We are equally optimistic that our ecosystem-building events will provide useful insights into the needs of both demand and supply-side actors. We aim to bring them closer together for more sustained and continued collaboration. We eagerly anticipate successful and inspiring events and joint activities with our synergy partner projects. We anticipate that the impact on our communities will be reported as significantly higher than our isolated, individual actions
Can you provide us an idea of the potential long-term impact of projects like DHU and ENTRUST on the digital health's future?
We believe that initiatives like ENTRUST and DHU will benefit those in greatest need of secure, available, affordable, fast, and efficient healthcare – patients and citizens. Digitalization opens powerful doors to healthcare improvement. While opportunities are abundant, so are risks. ENTRUST and DHU aim to define and provide solutions to these risks so that healthcare professionals, along with their patients, can fully benefit from better prevention, higher health outcomes, and more precise, personalized treatments. Ideally, these advancements would take place in home and community settings where patients feel the most comfortable. This is also crucial in curing diseases or securing dignified end-of-life care.

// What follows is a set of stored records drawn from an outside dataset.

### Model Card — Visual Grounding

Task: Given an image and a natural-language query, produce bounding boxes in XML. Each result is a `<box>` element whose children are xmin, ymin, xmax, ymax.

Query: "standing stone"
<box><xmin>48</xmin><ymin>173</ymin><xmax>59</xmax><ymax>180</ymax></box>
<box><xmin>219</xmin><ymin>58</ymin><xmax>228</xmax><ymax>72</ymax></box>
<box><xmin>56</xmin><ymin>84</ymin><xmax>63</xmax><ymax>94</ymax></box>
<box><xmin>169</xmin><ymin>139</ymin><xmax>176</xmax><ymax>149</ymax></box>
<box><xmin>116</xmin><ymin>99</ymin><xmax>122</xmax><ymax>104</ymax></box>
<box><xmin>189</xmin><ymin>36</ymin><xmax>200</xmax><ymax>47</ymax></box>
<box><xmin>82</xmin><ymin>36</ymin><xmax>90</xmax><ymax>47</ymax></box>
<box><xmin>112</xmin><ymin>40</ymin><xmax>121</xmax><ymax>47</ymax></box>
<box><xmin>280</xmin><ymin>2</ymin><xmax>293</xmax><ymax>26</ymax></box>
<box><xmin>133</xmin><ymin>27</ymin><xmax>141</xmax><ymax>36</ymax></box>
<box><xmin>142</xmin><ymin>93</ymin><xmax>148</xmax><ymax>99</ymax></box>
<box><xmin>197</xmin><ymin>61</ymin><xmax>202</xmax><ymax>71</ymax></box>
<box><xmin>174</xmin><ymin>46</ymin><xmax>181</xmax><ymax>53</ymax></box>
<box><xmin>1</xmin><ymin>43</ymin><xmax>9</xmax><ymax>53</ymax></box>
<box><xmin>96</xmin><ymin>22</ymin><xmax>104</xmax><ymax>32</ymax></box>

If we successfully overcome the risks, difficulties, and security issues associated with digital health, and if we manage to connect the dots and bring on board all relevant stakeholders, we can learn to collaborate seamlessly. This collaboration, facilitated by connected data, devices, professionals, and institutions, will empower us to address health challenges that still pose a threat to our society. These challenges include silent killers like cardiovascular diseases and cancer. Moreover, we can enhance the quality of life for older citizens grappling with neurodegenerative diseases.